The Women Deliver Conference held in Copenhagen, Denmark was one of the largest gathering of women in girls that brought together over 5,000 advocates, experts and young people from 168 countries.

The message from the conference was that the world must deliver for women and girls. Attended by top leaders from around the world, the meeting had everyone stressing the need to remove barriers that bar girls from achieving their potential.

Her Royal Highness Crown Princess Mary of Denmark who was patron of Women Deliver 2016 noted: “We share a common conviction that girls and women are key to building healthy, prosperous and sustainable societies and communities.” She reiterated: “The evidence is sound when we invest in girls and women because the society as a whole benefits.”

During the conference focus was centred on health rights, gender equality, education and economic empowerment. The meeting was the first major gathering of girls and women since the adoption of the Sustainable Development Goals by the UN General Assembly in September 2015.

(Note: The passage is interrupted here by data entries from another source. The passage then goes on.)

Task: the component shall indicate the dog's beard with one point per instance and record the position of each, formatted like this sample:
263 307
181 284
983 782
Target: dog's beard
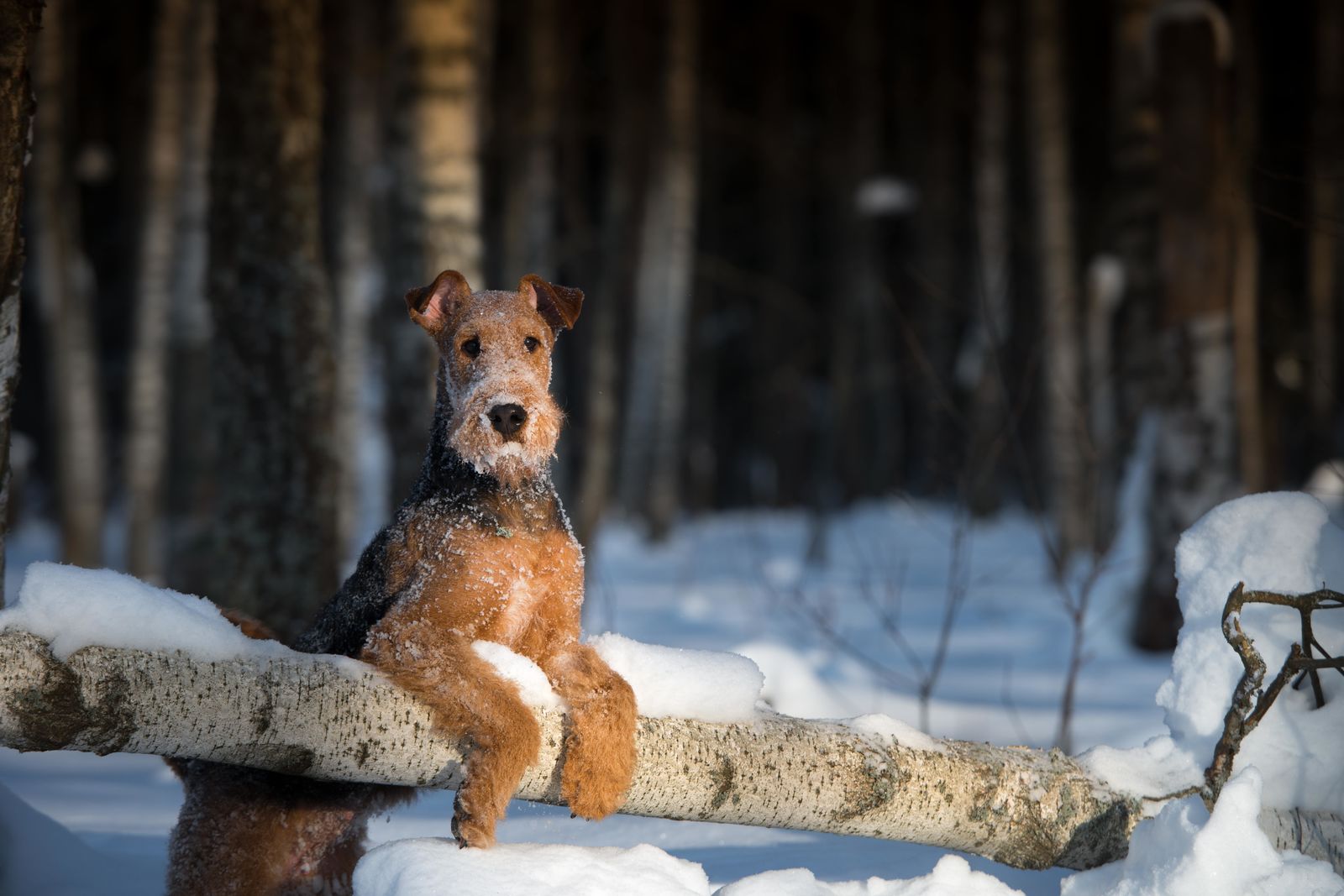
512 463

Twenty four year old Vivian Onano, a Kenyan and youth advisor at UN Women moved the conference when she spoke about ensuring that the rights to education for girls are met.

“Girls’ education and women’s economic empowerment are key to eliminating violence against women,” said Onano. She reiterated: “Without education we cannot reach gender equality and achieve global goals.”

Onano challenged world leaders at a time that Africa is scheduled to mark Day of the African Child, a day committed to looking at the status of the African child.

About 33 million children in sub-Saharan Africa are out of school and out of these 18 million are girls.  Out of the same number of out of school children 17 million are expected never to enter school.  Half of the out of school children in Sub-Saharan Africa will never enrol in school.

“Globally 62 million girls are out of school today. How do we expect them to be leaders of tomorrow without education?” posed Onano as she challenged world leaders.

Extreme poverty

Education is one of the best ways of investing in girls and a key to reducing poverty among women and girls. World Bank Group President Jim Yong Kim noted that women’s economic empowerment is not just smart economics, it is also key to ending extreme poverty.

During an interview at the Women Deliver Conference, Kim noted that women are better money manager when given the opportunity: “Women spend more money on children and with this education outcomes are improved.”

According to Kim: “Women are better managers of money be it in micro-enterprise lending or conditional cash transfers, women manage it better.  Giving cash directly to women has been a great strategy, it has in many instances stimulated global economy.”

However, empowering women will need to start from the time they are born as baby girls, as they grow through puberty into adolescence and eventually as they mature into adulthood. Without doors and opportunities being availed, women will forever remain at the pit bottom and this is a cycle that starts from their state as girls.

In a video address during the closing ceremony, United States Presidential candidate Hilary Clinton called on world leaders to prioritise health and rights of women and girls.

“This is an important moment. As we chart a course to meet the new Sustainable Development Goals, we have to break down barriers holding back girls and women from around the world,” said Clinton.

She noted: “Gender equality including sexual and reproductive health and rights must be a core priority. To get there we need even greater political will and resources. We need to continue to invest in more data to measure progress.”

To accelerate progress on girls and women, Women Deliver launched a new advocacy platform promoting 12 critical areas of investment in girls and women.